Het bedrijfsmatige karakter van een atelier zoals Atelier Van Lieshout zou volgens Blotkamp niet expliciet onder de aandacht worden gebracht. Op de foto’s die de Bruijn van Joep van Lieshout maakte, is alleen de kunstenaar zelf te zien; zijn team en de samenwerking waar in bronnenmateriaal vaak de nadruk op werd gelegd zijn buiten het zicht gehouden. De foto’s komen overeen met de opmerking van Blotkamp maar waren tegengesteld aan het beeld van de kunstenaar dat ik persoonlijk had ontwikkeld gedurende mijn onderzoek. Mijns inziens ziet Joep van Lieshout zichzelf niet als dé maker van de kunstwerken maar is zijn kunstproductie een samenwerkingsproces wat benadrukt wordt door de naam Atelier Van Lieshout. Naar aanleiding van deze foto’s raakte ik geïnteresseerd in fotografie, met name in combinatie met beeldvorming. De foto’s die De Bruijn van Van Lieshout maakte zijn onderdeel van het boek Atelier. Vijftig kunstenaarsportretten. Hiervoor fotografeerde hij vijftig verschillende hedendaagse Nederlandse kunstenaars in hun atelier. Dit boek is niet het enige recente fotoboek over kunstenaarsateliers. In 2012 kwam het boek Sanctuary. Britain’s artists and their studios van Hossein Amirsadeghi en Maryam Eisler uit en een jaar later gaven zij nog een boek uit: Art studio America. Contemporary artist spaces. De Bruijn kwam 4 juni dit jaar eveneens met een vervolg op zijn eerste boek, Atelier. Negentig kunstenaarsportretten.

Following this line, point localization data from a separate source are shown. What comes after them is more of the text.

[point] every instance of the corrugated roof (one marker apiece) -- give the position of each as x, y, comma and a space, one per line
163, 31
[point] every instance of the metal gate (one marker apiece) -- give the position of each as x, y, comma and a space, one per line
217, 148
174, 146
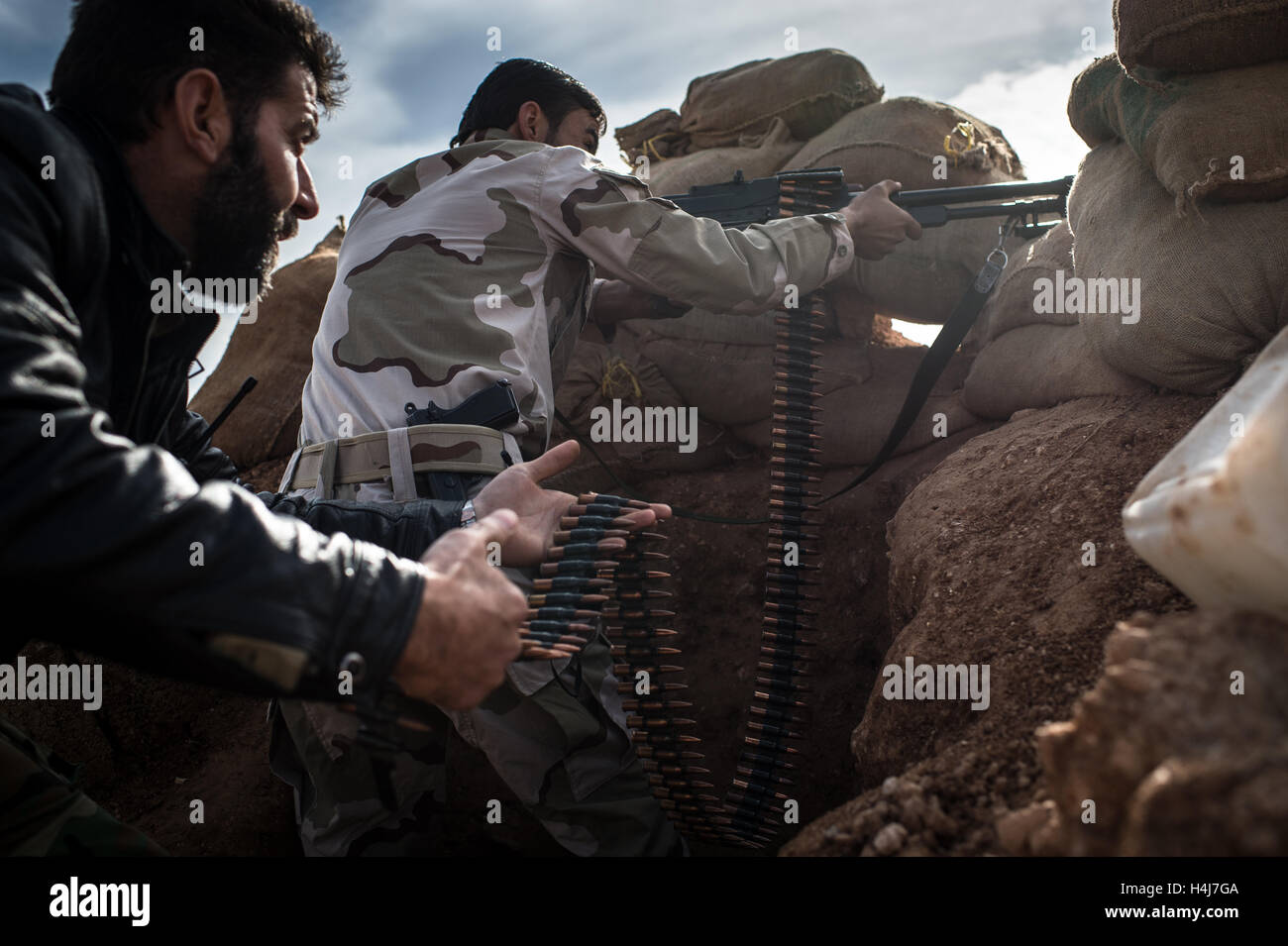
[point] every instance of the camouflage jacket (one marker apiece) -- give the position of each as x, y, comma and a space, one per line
477, 263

Volgens Blotkamp kunnen atelierfoto’s door de kunstenaar gebruikt worden om uitdrukking te geven aan het zelfbeeld maar kan de fotograaf ook het beeld bepalen dat er van de kunstenaar wordt gegeven. Een foto kan met andere woorden dus invloed hebben op de beeldvorming van de kunstenaar. Een fotoboek zou op deze manier ook een bepaald beeld kunnen schetsen. In deze scriptie zal ik ingaan op de vraag welk beeld van het kunstenaarschap er wordt gevormd in fotoboeken en hoe dit beeld tot stand komt in Atelier. Vijftig kunstenaarsportretten en Atelier. Negentig kunstenaarsportretten. Ter vergelijking zullen ook Sanctuary. Britain’s artists and their studios en The Artist in his Studio van Alexander Liberman aan bod komen. Deze scriptie zal beginnen met het schetsen van een historisch kader betreffende de ontwikkeling van fotografie en het afbeelden van ateliers. Vervolgens zal er kort worden ingegaan op de middelen die beeldvorming kunnen beïnvloeden en de vorming van stereotypen. Daarna komt de beeldvorming in fotoboeken aan de hand van foto’s en teksten aan bod en tot slot zal er een conclusie gevormd worden.

1. Historische context

Bij een onderzoek binnen het thema ‘het atelier’ doet zich al snel de vraag voor wanneer het atelier een onderwerp van studie werd. Volgens kunsthistoricus Oskar Bätschmann vond er gedurende de tweede helft van de achttiende eeuw een verandering plaats binnen het beroep van de kunstenaar. Kunstenaars werkten niet langer aan het hof maar gingen nu voor tentoonstellingen werken die onafhankelijk van de academie en open voor het publiek waren. Deze verandering leidde ertoe dat indien een kunstenaar succesvol wilde zijn, hij moest proberen in de publieke aandacht te komen. Naarmate kunstenaars meer afhankelijk werden van tentoonstellingen groeide de interesse van het publiek naar de plaats waar kunstwerken vervaardigd werden. Als gevolg hiervan groeide ook de artistieke en literaire interesse in het atelier. Kunsthistoricus Marc Gotlieb merkt in ‘Creation and Death in the Romantic Studio’ op dat er gedurende de eerste helft van de negentiende eeuw steeds meer verschillende manifestaties van het atelier te vinden waren buiten de beeldende kunst. Één context waarin er aandacht werd geschonken aan het atelier is het tijdschrift. Volgens kunsthistorica Mayken Jonkman gingen Europese tijdschriften destijds artikelen publiceren over schildersateliers. Meestal betrof het een bezoek aan een studio en werd in het artikel de werkruimte beschreven. Zo plaatste het Franse tijdschrift L’illustration regelmatig ‘Visites aux ateliers’. Deze publicaties werden in eerste instantie geïllustreerd met een prent maar toen de techniek het eenmaal toeliet werden deze vervangen door foto’s.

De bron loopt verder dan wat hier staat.